The Boerie Lake trail leads off from the shores of the Freshwater reservoirs in a north-easterly direction around the back of Morne Micotrin. An easy one and a quarter (1 1/4) mile walk will lead you up and over two sharp ridges to the rocky shoreline of the lake at an altitude of 2,800 ft. Boeri Lake is said to be 117 feet., deep and its almost circular surface covers an area of about four (4) acres. The lake is filled by rain water and run off.
This Gorge is located just minutes from the village of Laudat. This dark, narrow, water-filled canyon winds along to the base of a waterfall. The water flows in a powerful manner and a swim up should be attempted only by strong swimmers. A hot mineral cascade at the mouth of the canyon can also give pleasant relief to sore muscles after hiking or cycling.

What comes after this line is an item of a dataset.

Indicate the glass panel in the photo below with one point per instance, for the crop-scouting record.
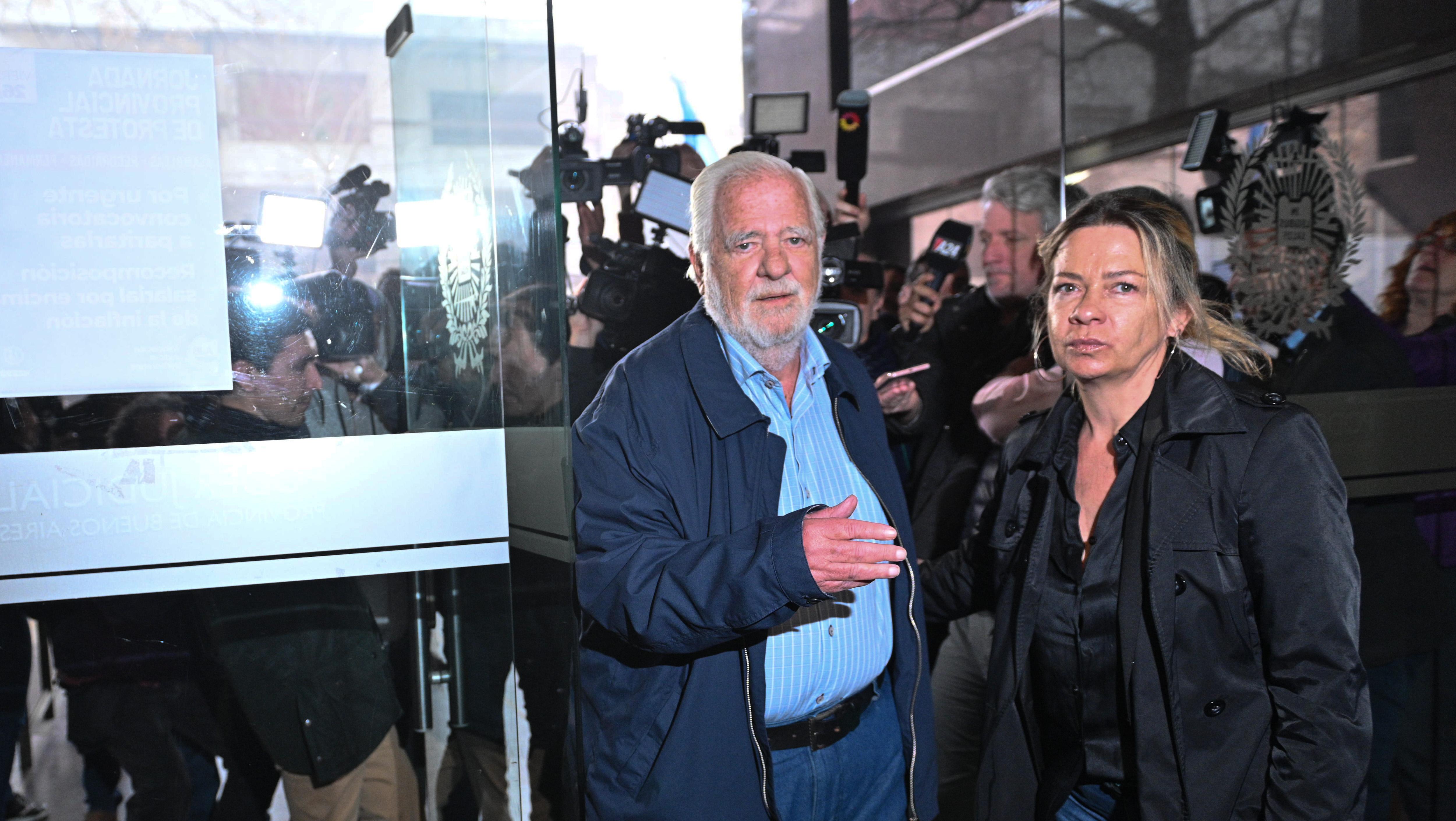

The Cabrits Cruise Ship Berth is the only cruise ship facility in the Caribbean which is located within a national park. Portsmouth is a popular call for yachts and borders along Prince Ruperts Bay in the north west of the island. Traditional sloops and schooners are still built along the shore. Small guesthouses and beach front facilities are located in Portsmouth. Bars and restaurant serve simple snacks and local dishes. Hotels along Picard Beach offer modest type hotel accommodation.
The market near the end of Bay Street offers local fruits and vegetables early on Saturday mornings shops stock a good variety of groceries.
Dominica’s beaches are small, and are golden grey or honey coloured. Most of the beaches are cosy and secluded with breath-taking sunsets.
Visitors can get to Dominica by air with connections from Antigua or St. Martin using Liat.